A group of 15 Greek and international human rights organizations, however, have accused the government of once again "ignoring refugee rights" and urged the state to "immediately reverse" the part about shortening the appeal process. "This new policy is the latest in a series of steps being taken to make access to asylum in Europe more difficult, as outlined in numerous NGO reports," said a joint statement led by Human Rights Watch (HRW). 

Mainland migrant camps set to be expanded 

On Tuesday, it was revealed that Greece's Migration Policy Ministry is reportedly examining the possibility of increasing the capacity of refugee and migrant centers on the mainland as the country struggles to cope with a recent spike in arrivals on the islands and via the northern Evros border with Turkey.
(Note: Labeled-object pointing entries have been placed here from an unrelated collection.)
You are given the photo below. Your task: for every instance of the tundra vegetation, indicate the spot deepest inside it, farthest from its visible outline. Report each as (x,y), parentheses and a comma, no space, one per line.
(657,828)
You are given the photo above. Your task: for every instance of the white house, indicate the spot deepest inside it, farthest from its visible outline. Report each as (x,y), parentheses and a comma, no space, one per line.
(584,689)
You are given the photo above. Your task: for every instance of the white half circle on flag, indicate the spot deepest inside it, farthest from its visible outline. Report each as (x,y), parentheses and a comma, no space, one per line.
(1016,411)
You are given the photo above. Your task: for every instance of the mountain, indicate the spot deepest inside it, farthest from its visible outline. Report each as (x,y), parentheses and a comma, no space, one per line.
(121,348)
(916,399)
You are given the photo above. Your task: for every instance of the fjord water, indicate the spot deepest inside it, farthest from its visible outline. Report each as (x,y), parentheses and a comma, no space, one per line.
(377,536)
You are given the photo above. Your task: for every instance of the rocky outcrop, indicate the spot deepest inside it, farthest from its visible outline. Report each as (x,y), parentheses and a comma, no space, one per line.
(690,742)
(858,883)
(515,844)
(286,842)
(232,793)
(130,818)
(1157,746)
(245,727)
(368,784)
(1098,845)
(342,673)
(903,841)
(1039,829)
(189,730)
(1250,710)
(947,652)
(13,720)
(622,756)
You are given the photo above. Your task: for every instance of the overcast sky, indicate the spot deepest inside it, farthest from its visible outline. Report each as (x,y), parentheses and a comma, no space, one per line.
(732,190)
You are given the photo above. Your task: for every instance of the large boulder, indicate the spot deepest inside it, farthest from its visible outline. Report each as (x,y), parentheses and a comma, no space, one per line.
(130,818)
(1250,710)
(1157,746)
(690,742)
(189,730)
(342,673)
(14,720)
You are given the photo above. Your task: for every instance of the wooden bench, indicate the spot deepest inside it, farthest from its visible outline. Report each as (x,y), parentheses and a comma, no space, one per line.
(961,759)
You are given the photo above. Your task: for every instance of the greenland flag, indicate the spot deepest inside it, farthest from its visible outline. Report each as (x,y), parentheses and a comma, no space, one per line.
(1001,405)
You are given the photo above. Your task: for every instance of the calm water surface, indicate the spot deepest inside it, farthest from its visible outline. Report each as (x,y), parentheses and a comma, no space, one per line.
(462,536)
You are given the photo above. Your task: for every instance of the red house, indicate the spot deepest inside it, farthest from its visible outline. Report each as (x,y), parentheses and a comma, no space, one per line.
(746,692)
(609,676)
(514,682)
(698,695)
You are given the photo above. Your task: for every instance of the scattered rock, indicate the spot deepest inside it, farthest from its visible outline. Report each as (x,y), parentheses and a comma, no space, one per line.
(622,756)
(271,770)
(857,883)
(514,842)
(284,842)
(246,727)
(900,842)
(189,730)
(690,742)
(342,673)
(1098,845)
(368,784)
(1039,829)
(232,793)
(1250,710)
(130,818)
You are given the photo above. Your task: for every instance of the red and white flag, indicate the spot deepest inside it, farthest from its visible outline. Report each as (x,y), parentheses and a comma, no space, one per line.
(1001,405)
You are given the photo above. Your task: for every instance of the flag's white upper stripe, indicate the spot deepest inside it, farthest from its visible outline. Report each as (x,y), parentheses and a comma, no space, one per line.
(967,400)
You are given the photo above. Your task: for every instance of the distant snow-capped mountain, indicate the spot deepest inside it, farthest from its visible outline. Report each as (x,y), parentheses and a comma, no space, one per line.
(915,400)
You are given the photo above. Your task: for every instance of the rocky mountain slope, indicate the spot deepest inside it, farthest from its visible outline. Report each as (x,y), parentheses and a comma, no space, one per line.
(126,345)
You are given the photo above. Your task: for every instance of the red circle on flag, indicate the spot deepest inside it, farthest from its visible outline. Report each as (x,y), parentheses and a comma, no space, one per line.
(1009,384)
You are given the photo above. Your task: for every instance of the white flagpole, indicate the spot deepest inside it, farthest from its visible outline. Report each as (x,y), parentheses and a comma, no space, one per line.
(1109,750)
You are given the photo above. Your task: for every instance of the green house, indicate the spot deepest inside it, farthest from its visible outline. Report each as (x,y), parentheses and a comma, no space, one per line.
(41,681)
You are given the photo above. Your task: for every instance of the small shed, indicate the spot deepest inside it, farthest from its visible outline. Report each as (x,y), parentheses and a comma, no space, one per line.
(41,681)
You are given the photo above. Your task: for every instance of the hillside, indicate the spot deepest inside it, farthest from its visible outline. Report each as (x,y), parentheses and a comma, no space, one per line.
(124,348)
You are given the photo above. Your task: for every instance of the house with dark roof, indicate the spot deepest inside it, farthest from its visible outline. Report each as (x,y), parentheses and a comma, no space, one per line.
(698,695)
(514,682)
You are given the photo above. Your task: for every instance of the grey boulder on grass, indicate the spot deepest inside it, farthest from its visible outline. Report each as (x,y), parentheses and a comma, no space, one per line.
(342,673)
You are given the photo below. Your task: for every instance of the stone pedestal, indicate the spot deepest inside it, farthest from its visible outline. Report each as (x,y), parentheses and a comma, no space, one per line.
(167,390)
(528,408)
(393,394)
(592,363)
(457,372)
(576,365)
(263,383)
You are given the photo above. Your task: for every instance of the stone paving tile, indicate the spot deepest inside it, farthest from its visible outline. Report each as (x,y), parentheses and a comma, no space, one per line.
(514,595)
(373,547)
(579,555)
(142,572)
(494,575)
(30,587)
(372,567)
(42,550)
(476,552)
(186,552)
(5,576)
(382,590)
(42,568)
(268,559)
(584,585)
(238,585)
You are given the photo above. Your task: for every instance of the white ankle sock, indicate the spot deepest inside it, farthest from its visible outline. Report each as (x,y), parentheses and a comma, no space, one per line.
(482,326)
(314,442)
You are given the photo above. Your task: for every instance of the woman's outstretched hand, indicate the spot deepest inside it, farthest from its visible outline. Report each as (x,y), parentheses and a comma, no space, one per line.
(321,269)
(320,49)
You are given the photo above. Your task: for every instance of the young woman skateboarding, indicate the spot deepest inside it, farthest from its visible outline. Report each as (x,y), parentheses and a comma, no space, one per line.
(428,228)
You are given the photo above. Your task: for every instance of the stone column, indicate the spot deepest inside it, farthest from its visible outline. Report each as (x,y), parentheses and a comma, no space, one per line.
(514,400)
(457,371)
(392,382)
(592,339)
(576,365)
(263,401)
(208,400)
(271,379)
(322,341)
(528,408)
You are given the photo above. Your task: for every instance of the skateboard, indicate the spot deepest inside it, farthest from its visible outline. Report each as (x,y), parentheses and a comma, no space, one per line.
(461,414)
According to the latest data released a total of 6,632 migrants crossed into Greece in April alone, while since the turn of the year the figure is 16,478, adding to the already 60,000 which remain stranded waiting on decisions on asylum applications. From the 16,478 which have arrived in 2018, 7,103 arrived from the Evros border while 9,375 landed on the shores of the Northern Aegean islands of Lesvos, Chios and Samos, among others. And now, as well as the new legislation, as a first step in managing the deepening an ongoing crisis, the government is set to put together a plan within this week, in parallel with a visit of European Union officials, to expand existing camps on the mainland. Migrants from Afghanistan and Pakistan protest against deportations in the hotspot refugee camp, formerly a detention centre, in Moria, Lesvos island, Greece.